Consumers United contends that the trial court properly held its action not barred by the doctrine of res judicata because the doctrine does not apply to a subsequent action by a holder of a defaulted note to recover against an indorser, and because the prior actions against Bottom Line did not litigate the issue of Bustamante’s liability as an indorser of the note.

The issue for our determination is whether the action against Andre Bustamante as an accommodation party on the note is barred by the doctrine of res judicata.

Under the doctrine of res judicata:

“[A]n existing, final judgment or decree, rendered upon the merits without fraud and collusion, by a court of competent jurisdiction, is conclusive of the rights, questions and facts in issue and is a complete bar to any subsequent action on the same claim or cause of action between the parties or those in privity with them.” Norwood v. McDonald (1943), 142 Ohio St. 299, 27 O.O. 240, 52 N.E.2d 67, paragraph one of the syllabus.

The doctrine of res judicata applies not only to what was determined but also to every question which might properly have been litigated. Stromberg v. Bd. of Edn. (1980), 64 Ohio St.2d 98, 18 O.O.3d 343, 413 N.E.2d 1184.

“The doctrine of res judicata also embraces the policy that a party must make good his cause of action or establish his defenses 1 * * * by all the proper means within his control, and if he fails in that respect, purposely or negligently, he will not afterward be permitted to deny the correctness of the determination, nor to relitigate the same matters between the same parties.’ ” Covington & Cincinnati Bridge Co. v. Sargent (1875), 27 Ohio St. 233, paragraph one of the syllabus.

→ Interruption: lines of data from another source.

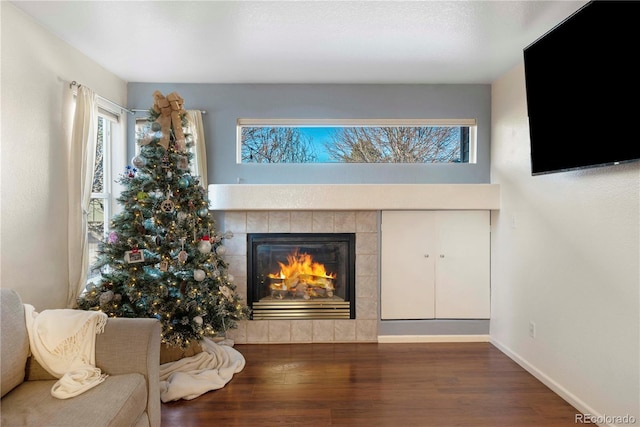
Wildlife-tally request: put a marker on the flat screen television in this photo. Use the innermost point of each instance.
(583, 89)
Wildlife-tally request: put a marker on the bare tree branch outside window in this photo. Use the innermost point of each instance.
(355, 144)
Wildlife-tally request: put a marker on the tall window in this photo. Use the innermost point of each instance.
(356, 141)
(101, 204)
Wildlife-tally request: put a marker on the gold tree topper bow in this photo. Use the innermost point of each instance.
(170, 110)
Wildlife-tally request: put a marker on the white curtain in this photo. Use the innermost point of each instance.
(199, 149)
(82, 153)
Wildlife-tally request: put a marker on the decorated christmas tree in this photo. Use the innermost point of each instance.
(163, 257)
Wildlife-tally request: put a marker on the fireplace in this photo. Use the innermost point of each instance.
(301, 275)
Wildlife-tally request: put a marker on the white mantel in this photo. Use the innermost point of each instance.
(252, 197)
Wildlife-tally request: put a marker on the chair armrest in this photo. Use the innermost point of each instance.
(133, 345)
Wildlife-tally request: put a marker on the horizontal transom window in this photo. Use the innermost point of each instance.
(356, 141)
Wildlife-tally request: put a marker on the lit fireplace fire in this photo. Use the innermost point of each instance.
(302, 277)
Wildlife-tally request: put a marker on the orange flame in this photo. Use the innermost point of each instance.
(301, 269)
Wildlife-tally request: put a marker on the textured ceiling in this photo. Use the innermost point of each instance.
(302, 41)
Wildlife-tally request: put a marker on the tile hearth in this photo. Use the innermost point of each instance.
(363, 223)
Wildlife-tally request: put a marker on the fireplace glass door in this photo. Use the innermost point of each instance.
(301, 275)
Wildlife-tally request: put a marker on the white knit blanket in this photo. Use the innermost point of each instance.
(193, 376)
(63, 342)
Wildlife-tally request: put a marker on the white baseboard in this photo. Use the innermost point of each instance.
(557, 388)
(431, 338)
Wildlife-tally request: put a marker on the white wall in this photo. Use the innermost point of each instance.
(36, 70)
(565, 256)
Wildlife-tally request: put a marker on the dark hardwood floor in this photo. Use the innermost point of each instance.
(440, 385)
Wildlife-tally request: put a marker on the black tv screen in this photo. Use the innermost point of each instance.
(583, 89)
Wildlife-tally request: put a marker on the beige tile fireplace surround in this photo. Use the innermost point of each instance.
(363, 223)
(335, 208)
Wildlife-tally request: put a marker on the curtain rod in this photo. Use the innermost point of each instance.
(74, 83)
(138, 110)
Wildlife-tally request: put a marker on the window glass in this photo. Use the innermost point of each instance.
(356, 142)
(99, 205)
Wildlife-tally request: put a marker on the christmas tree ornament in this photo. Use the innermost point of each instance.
(199, 275)
(183, 182)
(131, 171)
(183, 162)
(183, 255)
(134, 256)
(204, 245)
(167, 206)
(203, 212)
(138, 161)
(182, 216)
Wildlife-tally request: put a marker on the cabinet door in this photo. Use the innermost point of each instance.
(407, 265)
(462, 289)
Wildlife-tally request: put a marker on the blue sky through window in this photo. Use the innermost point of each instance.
(319, 135)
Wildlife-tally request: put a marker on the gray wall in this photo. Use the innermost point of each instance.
(225, 103)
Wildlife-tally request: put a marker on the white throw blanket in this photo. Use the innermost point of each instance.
(193, 376)
(63, 342)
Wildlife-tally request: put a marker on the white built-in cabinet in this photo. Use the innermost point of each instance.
(435, 264)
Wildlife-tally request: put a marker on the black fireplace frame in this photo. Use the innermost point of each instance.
(253, 281)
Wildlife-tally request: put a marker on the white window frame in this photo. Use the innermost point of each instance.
(114, 152)
(252, 122)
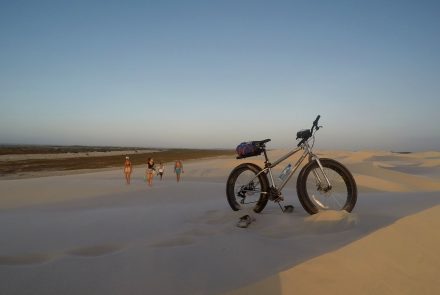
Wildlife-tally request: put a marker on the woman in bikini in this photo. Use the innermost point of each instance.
(161, 169)
(178, 168)
(150, 171)
(127, 169)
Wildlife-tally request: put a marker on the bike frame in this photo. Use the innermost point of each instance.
(307, 152)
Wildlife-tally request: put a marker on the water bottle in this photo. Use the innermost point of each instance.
(285, 172)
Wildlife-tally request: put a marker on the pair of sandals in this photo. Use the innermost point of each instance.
(247, 219)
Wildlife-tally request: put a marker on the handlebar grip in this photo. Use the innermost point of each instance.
(316, 120)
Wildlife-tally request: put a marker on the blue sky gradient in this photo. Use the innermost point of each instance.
(210, 74)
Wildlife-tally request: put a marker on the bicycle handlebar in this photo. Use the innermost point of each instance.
(315, 124)
(306, 134)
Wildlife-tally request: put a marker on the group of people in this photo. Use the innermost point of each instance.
(152, 170)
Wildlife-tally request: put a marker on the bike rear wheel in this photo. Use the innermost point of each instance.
(314, 193)
(247, 188)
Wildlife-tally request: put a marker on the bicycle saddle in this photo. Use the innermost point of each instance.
(261, 142)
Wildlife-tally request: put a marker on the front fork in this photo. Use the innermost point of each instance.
(313, 157)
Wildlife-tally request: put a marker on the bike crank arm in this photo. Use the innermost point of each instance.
(329, 185)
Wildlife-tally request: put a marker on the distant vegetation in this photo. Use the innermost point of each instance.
(43, 149)
(95, 162)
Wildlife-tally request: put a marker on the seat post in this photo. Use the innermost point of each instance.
(265, 156)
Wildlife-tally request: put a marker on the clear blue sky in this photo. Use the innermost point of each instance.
(211, 74)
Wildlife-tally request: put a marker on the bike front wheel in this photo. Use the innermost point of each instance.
(316, 195)
(247, 188)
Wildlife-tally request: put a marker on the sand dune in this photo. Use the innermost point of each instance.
(399, 259)
(97, 235)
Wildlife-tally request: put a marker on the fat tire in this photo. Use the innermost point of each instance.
(301, 184)
(230, 186)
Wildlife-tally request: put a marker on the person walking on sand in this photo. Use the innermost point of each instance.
(127, 169)
(161, 169)
(178, 168)
(150, 171)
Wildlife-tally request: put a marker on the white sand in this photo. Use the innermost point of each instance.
(92, 234)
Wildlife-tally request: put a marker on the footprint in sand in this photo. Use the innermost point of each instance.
(94, 251)
(26, 259)
(174, 242)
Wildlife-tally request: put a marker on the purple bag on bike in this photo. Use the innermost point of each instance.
(247, 149)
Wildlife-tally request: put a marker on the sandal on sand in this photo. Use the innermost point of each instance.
(245, 221)
(288, 209)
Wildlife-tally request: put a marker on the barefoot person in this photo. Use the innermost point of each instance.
(160, 169)
(150, 171)
(178, 168)
(127, 169)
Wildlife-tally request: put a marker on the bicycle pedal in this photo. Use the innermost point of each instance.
(279, 199)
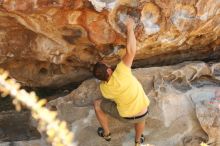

Nonetheless, the doctrine does not apply to bar different causes of action. As the Ohio Supreme Court explained in Whitehead v. Gen. Tel. Co. (1969), 20 Ohio St.2d 108, 49 O.O.2d 435, 254 N.E.2d 10, at paragraph two of the syllabus:

“A final judgment or decree in an action does not bar a subsequent action where the causes of action are not the same, even though each action relates to the same subject matter. However, a point of law or a fact which was actually and directly in issue in the former action, and was there passed upon and determined by a court of competent jurisdiction, may not be drawn in question in a subsequent action between the same parties or their privies. The prior judgment estops a party, or person in privity with him, from subsequently relitigating the identical issue raised in the prior claim.” (Citations omitted.)

In this case, the prior action involved the cognovit action against Bottom Line Productions on the promissory note, and this action arose from Andre Bustamante’s status as an indorser. “The contract of a indorser * * * is separate and distinct from that of the maker.” Kautzman v. Weirick (1875), 26 Ohio St. 330, 333. Therefore, the holder of a note can choose to sue the maker and indorser at the same time or in succession. King v. Kerr’s Admrs. (1831), 5 Ohio 154. Consequently, because Andre Bustamante’s contract of indorsement is a separate and distinct contract from the maker, Consumers United’s cognovit action against Bottom Line and this action against Andre Bustamante as an indorser are not the same action even though they both relate to the Bottom Line loan. Whitehead, supra. Accordingly, the cognovit judgment against Bottom Line is not a bar to the action against Andre Bustamante, and the third assignment of error is overruled.

Judgment affirmed.

Karpinski and Timothy E. McMonagle, JJ., concur.